Environmental Dimension of Food Supply
- Enhance eco-efficiency in abiotic resource use (land/soil, water, nutrients): Each food chain is related to certain farming or gardening system, which may use abiotic resources more efficiently and provide a good input-output-relation under given regional conditions)
- Enhance provision of ecological habitats and (agro-)biodiversity: Each food chain type is related with farming practices, which may enhance the provision of ecological habitats (e. g. hedges, trees, cultivate of a wider range of crops and life stock incl. breeding of traditional or rare species and increase (agro-)biodiversity
- Animal protection and welfare: Farming system Each food chain type is related to a farming system, which may result in different conditions for life stock, animal diseases and ethical considerations
- Enhancing the reduction of transportation distance: Each food chain type may be related with a shorter transportation distance from place of production to place of consumption (“reducing food miles”)
- Enhancing the reduction of packaging: Each food chain type may be related to the reduction of the amount of packaging along the whole chain from place of production to place of consumption
Economic Dimension of Food Supply
- Generating employment along the food chain: Each food chain type may create new paid jobs (full- and part time) within the metropolitan region
- Generating income and profitability: Each food chain type may generate income and surplus for the actors along the value chain, which can be reinvested and support the long-term economic viability of the food producers
- Enhance rural viability and competitiveness: Each food chain type may be related with regional multiplier effects through e.g. regional value added, income and employment generated, tax revenues etc.
- Enhance transportation efficiency from producer to consumer: Each food chain type may be related with an efficient mode of transport, which includes e.g. adequate vehicles, capacity utilization, reducing number of travels and unloaded drives etc.
- Reduces of food loss and waste along the whole food chain: Each food chain type may support the reduction of food waste and harvest losses at production stage, but also along all other stages of the food chain, including consumption at home or out of home (e. g. restaurants)
Social Dimension of Food Supply
- Food safety and human health: Each food chain type may result in the absence of pathogens and pollution in the food. Food complies with legal limits regarding microbiological, chemical or physical hazards.

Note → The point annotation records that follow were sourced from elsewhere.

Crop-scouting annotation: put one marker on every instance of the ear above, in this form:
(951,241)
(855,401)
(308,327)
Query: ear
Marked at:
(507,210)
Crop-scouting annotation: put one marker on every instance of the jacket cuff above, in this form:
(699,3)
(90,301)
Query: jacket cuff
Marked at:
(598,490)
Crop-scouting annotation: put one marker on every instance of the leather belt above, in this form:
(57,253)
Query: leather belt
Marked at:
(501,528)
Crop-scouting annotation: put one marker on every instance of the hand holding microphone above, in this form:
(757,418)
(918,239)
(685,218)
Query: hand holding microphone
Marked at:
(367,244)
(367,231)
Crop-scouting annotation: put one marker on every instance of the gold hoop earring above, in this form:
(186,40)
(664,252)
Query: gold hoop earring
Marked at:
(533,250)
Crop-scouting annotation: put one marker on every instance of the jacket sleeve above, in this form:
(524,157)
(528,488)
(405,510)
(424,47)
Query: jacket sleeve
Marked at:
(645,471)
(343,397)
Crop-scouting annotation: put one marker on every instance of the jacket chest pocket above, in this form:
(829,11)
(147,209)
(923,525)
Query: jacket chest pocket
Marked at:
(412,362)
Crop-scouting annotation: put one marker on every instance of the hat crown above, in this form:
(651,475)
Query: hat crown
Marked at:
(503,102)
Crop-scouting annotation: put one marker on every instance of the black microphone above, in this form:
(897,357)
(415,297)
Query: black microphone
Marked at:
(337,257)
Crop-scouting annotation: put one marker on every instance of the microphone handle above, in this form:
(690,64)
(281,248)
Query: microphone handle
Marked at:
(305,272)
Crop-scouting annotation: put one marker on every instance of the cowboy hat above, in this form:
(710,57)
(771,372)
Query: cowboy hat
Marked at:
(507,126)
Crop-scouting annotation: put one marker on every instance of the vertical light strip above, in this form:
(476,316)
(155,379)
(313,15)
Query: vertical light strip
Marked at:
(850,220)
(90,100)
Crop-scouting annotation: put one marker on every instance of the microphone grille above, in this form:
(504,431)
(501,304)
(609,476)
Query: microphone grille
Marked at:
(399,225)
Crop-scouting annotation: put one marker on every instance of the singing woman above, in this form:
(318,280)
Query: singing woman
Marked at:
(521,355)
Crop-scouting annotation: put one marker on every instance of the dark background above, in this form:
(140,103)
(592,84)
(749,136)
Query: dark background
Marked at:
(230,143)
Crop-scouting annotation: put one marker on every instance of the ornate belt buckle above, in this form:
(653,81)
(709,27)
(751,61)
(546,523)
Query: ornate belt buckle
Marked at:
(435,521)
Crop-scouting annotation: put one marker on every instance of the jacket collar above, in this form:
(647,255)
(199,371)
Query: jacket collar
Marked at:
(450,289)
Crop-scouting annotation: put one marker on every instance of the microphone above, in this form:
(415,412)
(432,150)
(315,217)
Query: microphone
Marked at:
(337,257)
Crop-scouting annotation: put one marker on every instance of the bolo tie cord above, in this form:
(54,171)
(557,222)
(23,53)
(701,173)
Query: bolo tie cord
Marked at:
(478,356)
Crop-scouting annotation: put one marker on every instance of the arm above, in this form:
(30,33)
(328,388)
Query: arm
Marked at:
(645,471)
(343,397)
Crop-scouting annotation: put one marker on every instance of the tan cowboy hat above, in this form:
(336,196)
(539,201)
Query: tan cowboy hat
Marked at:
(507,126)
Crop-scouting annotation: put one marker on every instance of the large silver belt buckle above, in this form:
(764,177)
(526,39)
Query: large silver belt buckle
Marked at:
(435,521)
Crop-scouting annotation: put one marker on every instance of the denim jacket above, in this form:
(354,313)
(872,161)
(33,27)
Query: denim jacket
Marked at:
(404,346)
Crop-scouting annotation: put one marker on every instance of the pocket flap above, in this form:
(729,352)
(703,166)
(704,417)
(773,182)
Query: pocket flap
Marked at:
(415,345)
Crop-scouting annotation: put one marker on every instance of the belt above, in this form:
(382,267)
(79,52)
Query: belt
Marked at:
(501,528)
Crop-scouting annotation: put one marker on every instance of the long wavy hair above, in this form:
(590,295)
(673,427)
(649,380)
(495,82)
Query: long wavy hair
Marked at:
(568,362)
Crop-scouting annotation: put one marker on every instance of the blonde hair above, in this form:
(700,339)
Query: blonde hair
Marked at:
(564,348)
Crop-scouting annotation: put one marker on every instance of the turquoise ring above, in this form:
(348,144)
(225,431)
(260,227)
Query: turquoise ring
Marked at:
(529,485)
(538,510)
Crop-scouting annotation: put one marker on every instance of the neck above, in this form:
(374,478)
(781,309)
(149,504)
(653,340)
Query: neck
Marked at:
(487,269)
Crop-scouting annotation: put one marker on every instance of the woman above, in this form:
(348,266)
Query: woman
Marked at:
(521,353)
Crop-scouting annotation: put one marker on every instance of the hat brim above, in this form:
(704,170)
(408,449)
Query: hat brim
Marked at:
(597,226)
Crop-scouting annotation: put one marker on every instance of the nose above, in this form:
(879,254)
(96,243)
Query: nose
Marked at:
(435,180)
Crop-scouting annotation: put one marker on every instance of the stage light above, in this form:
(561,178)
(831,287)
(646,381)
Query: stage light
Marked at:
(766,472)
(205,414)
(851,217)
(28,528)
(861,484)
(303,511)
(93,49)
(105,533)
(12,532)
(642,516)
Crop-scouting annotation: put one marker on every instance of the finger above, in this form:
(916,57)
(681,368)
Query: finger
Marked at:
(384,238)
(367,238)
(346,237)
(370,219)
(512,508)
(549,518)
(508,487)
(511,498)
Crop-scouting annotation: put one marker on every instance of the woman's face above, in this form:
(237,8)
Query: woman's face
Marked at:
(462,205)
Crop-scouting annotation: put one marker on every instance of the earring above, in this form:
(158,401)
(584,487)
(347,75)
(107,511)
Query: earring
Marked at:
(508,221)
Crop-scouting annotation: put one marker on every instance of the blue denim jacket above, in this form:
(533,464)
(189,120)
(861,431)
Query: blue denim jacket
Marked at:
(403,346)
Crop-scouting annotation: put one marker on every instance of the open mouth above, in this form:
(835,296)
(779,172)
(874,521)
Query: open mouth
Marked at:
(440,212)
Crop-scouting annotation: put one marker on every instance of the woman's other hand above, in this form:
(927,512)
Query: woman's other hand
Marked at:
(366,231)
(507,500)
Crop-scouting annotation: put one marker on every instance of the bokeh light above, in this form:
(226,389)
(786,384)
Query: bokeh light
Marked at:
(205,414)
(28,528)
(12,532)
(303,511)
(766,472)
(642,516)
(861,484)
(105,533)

- Food quality (freshness, taste and nutritional value): Each food chain type may result in the provision of food which is fresh, tasteful and has a good nutritional value.
- Viability of food traditions and culture: Each food chain type may result in the increased preservation of cultural distinctiveness and local food including seasonal variation and local food traditions. This implies the knowledge about its preparation and cultural role (including religious, ethnic or spiritual purposes).
- Transparency and traceability: Each food chain type may result in the increase of transparency and traceability. Transparency refers to information for the consumer about the way the food they is grown and distributed by direct trust-based consumer-producer relation, use of labeling schemes (e.g. regional & fair, PDO, PGI, organic). Traceability refers to availability of information at each stage of the supply chain (e. g. tracking of produce with smart codes).
- Food security (availability and accessibility of food): Each food chain type may result in the increase of food security, meaning that all people, at all times, have physical, social and economic access to sufficient food.